The jeep rumbled along a rocky path along the forest before opening up to a plain. It wasn’t long until we saw a few jeeps stopped in a line up ahead. Curious heads popped up above the jeeps and lots of pointing were involved. Our jeep swerved out in line and parked beside one of the other jeeps.
“Elephant,” said our guide. He didn’t need to say it though, we were all already up on our seats, ooh-ing and aa-ing at the herd of elephants in front of us! We couldn’t believe we could see them so soon already. This was a small herd of about 6 to 7 elephants. They were all munching on foliage, minding their own business while we marveled nearby.
Hiding underneath the shade behind a larger elephant, we spotted a baby elephant! A cute little baby. It was the cutest little thing ever.
We took lots of photos – LOTS – while cooing at the adorable little elephants.
A few more jeeps came up behind us, and that was our cue to get moving.
Elephants Galore!
It wasn’t long before we came across yet another herd… with even more baby elephants! This time round we were extremely close to the elephants.
There were lots of jeeps around. I don’t know how “healthy” this is to the elephants, but they seemed blasé to the jeeps. Our guide told us that the elephants will attack if they feel threatened – and they have attacked jeeps before.
The closest encounter we had was a shy little baby elephant that was too scared to cross our jeep by herself. She ran back to her mom, who then led the way calmly, and little baby Ellie tumbled along behind her. It was the cutest and the most… human thing I’ve ever seen.
It was truly an experience to just watch the elephants from our jeep.
Same as before, we moved along the moment other jeeps came along.

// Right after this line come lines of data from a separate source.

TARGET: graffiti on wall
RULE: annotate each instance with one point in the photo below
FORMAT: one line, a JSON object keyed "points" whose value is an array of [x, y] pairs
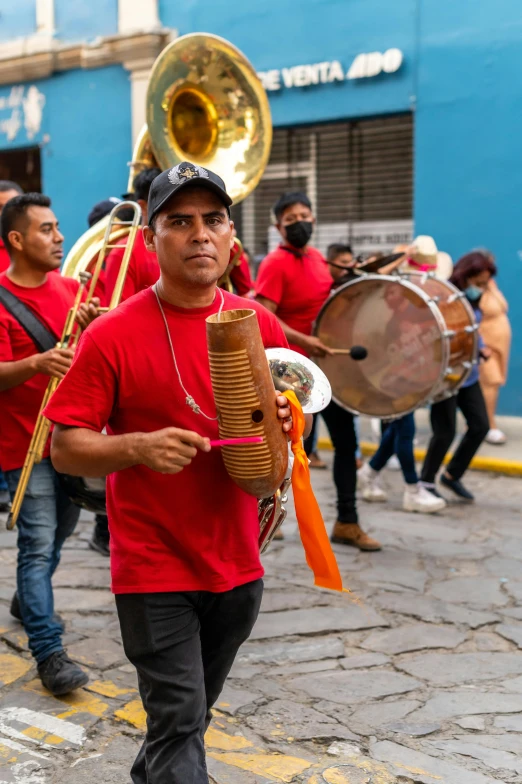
{"points": [[22, 107]]}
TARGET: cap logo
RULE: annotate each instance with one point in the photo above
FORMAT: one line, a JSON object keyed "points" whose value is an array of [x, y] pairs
{"points": [[185, 172]]}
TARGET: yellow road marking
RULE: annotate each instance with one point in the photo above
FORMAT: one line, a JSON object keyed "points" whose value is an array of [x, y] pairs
{"points": [[280, 766], [134, 714], [12, 668]]}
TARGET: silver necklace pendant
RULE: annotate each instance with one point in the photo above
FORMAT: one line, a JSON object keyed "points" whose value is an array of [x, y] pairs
{"points": [[189, 400]]}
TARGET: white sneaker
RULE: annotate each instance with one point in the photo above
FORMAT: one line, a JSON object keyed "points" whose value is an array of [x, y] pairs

We drove out into the huge plains, close to where the water hole was.
We came across even more herds of elephants. We even managed to spot two lone male elephants.
It was unbelievable how many herds of elephants we came across.
Towards the end of the safari, we drove closer to the watering hole. There were a herd of elephants there, spraying themselves with water. At this point, I half-wished they would spray the water our way because it was so hot out!
Make sure to bring extra bottles of water than you think you need. We had a bottle for each of us, and it still wasn’t enough. I’ve never craved for a cold can of Coke more than that time.
My Final Thoughts
All in all, one of my top highlights on my Sri Lankan trip. If not, the top highlight. Seeing elephants in the wild has always been a dream of mine and I got to see HERDS of elephants with their adorable little babies!
I read that there are full day safaris as well, but I thought the 2-3 hours that we had was sufficient. Unless you’re after spotting some of the more rare species such as leopards and bears. Our guide said they’re incredibly rare though.
As mentioned, you’re sharing the experience with so many other jeeps. The park was huge, and the jeeps were dispersed, so it never felt too crowded. BUT apparently this was off-season. Our guide told us that usually there’s more jeeps.
What to Wear
If you’re doing it right, your jeep would have unfurled its top cover so you can poke your head out the roof for an epic view. This would mean you’re exposed to harsh sunlight for some 2-3 hours of the safari.
Sun protection gear is essential – a hat and sunglasses would do wonders for comfort throughout the safari.
Although we were exposed to sun, I didn’t sweat that much surprisingly. There was always a nice breeze cooling us down. Light, breezy outfits are best. But I mean, if you really want to get into the whole safari vibes, khaki and beige linens would be good. I stuck to my all-black gym gear.
It doesn’t really matter what footwear you have on, since you’re going to be in the jeep the whole time. I would say probably something easy to slip on and off. I alternated between stepping on top of the benches to see the elephants and sitting down.